So many times my husband and I and chat about the squatting trick that every parent should know. We both firmly believe it would make a world of difference in their parenting journey. Many parent/child relationship issues could be resolved with this one, simple trick!
When you’re in a conversation, what body language lets you know the other person is interested in you, your words and the situation at hand? Eye contact. It’s very difficult to carry on a conversation with someone who’s looking all over the room and not engaging with the conversation. It makes you feel unimportant in the other individual’s life.
There is no difference in your conversations with your own children. However, in oder to get on their eye level you have to do one thing: squat.
There’s probably loads of excuses you’re thinking of right now as to why you shouldn’t have to squat. But, just try it — for one week. It will, without any doubt, change your parenting journey. Why?
Because this simple change in body language takes parent/child communication to a much deeper level. First, you’re not “lording” over your child as a huge, gigantic being. When you stand up and you’re five feet eight inches tall and peer down at your four-year-old, the perception your four-year-old is receiving is quite intimidating. But when you squat, the intimidation dissipates.

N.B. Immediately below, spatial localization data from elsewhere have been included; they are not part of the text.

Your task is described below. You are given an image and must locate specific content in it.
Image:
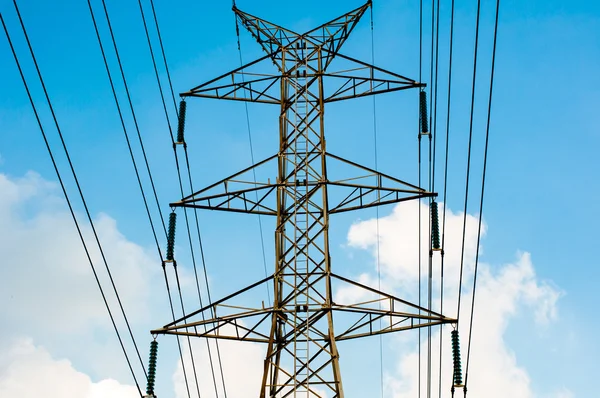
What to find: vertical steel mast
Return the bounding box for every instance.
[153,2,456,396]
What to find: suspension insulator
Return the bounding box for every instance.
[146,340,158,396]
[176,100,187,144]
[419,90,429,135]
[451,329,463,386]
[431,201,441,250]
[166,212,177,261]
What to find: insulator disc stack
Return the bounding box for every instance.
[451,329,463,386]
[419,90,429,135]
[176,100,187,144]
[166,212,177,261]
[146,340,158,396]
[431,201,441,250]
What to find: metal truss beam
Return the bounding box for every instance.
[151,272,456,343]
[180,52,423,104]
[170,152,435,215]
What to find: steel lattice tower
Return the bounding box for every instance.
[153,2,455,397]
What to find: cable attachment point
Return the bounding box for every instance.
[419,90,429,135]
[431,201,441,251]
[144,339,159,397]
[176,100,187,144]
[451,329,463,387]
[166,211,177,261]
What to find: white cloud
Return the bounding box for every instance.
[0,171,158,335]
[347,200,482,294]
[0,338,138,398]
[386,252,557,398]
[345,201,566,398]
[0,171,166,383]
[553,388,575,398]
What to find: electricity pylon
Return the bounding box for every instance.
[153,2,455,397]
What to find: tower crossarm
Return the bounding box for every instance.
[326,152,436,213]
[181,53,282,104]
[171,176,433,216]
[334,312,454,341]
[151,271,455,342]
[170,154,278,215]
[171,151,433,216]
[328,182,435,214]
[172,184,278,216]
[330,273,456,341]
[322,52,424,102]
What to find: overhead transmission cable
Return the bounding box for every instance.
[464,0,501,394]
[109,0,229,396]
[425,0,441,396]
[9,0,147,383]
[148,0,230,391]
[128,0,211,396]
[84,0,165,269]
[454,0,483,395]
[417,0,423,396]
[438,0,456,396]
[147,0,178,111]
[456,0,483,327]
[368,4,384,398]
[85,0,197,396]
[0,13,143,397]
[135,0,229,395]
[428,0,443,396]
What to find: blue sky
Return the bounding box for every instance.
[0,0,599,397]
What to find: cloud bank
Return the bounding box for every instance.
[345,200,566,398]
[0,339,138,398]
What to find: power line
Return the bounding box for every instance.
[132,0,229,395]
[104,0,213,395]
[456,0,483,326]
[97,0,169,237]
[418,0,424,393]
[1,10,144,397]
[431,0,441,193]
[86,0,197,395]
[11,0,147,380]
[427,0,441,394]
[464,0,501,391]
[84,0,164,264]
[369,5,385,398]
[429,0,442,397]
[181,153,224,398]
[439,0,456,395]
[147,0,179,112]
[161,265,193,398]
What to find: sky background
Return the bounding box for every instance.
[0,0,599,397]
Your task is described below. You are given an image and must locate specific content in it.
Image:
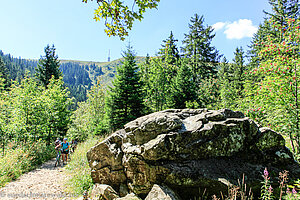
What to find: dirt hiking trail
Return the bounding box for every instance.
[0,158,76,200]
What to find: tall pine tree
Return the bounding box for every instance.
[248,0,299,68]
[0,57,10,89]
[169,58,197,109]
[157,32,181,108]
[232,47,246,97]
[158,31,180,65]
[107,45,145,131]
[35,44,62,88]
[182,14,221,83]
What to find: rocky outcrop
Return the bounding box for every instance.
[87,109,300,199]
[115,193,141,200]
[145,184,181,200]
[90,184,119,200]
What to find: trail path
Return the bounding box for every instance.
[0,158,76,200]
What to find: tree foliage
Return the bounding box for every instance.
[249,0,299,68]
[82,0,160,40]
[0,57,10,89]
[107,45,145,130]
[67,78,107,141]
[169,58,197,109]
[244,17,300,154]
[0,75,73,151]
[35,45,62,88]
[182,14,221,82]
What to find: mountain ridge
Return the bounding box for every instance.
[0,49,145,107]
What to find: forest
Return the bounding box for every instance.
[0,0,299,198]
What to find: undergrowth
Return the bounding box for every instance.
[0,140,55,187]
[206,169,299,200]
[64,136,101,196]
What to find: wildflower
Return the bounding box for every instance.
[264,168,269,178]
[268,186,273,193]
[292,188,297,194]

Second, when you squat, you are making eye contact with your child — on her level. It’s eye-to-eye contact, which is very personal. This personal change in your parent/child conversations bridges many gaps in your relationship of communication.
Third, when you squat and make eye-to-eye contact, you are showing your child that your conversation is very important. It’s not just your words that are speaking this, it’s your body. Everything about you is sending positive messages to your child.
Even with my nieces, nephews and kids that come to church, I notice a big difference in their reaction to me when I simply take a few minutes to squat, ask them about their day, their toy, their baby brother etc. In just a few seconds I’ve seen their countenance change from shy to welcoming because I took a few seconds to bridge the visual gap between us with one simple change.
Often times we completely underestimate what major effects time and attention has on our very own children. Try to carve out a few minutes every single day to just squat, chat and listen to your child. And yes, though it’s not feasible every single time, try to be consciously aware of the squatting trick when your child asks questions or desires help throughout the day. Remember that your eye contact on your child’s eye level speaks louder than even your affectionate words.
It’s a simple and small way you can show your child today that you care and she matters.
Try the squatting trick today. You’ve got nothing to lose. Just try it and see how it changes your parenting journey — for the better!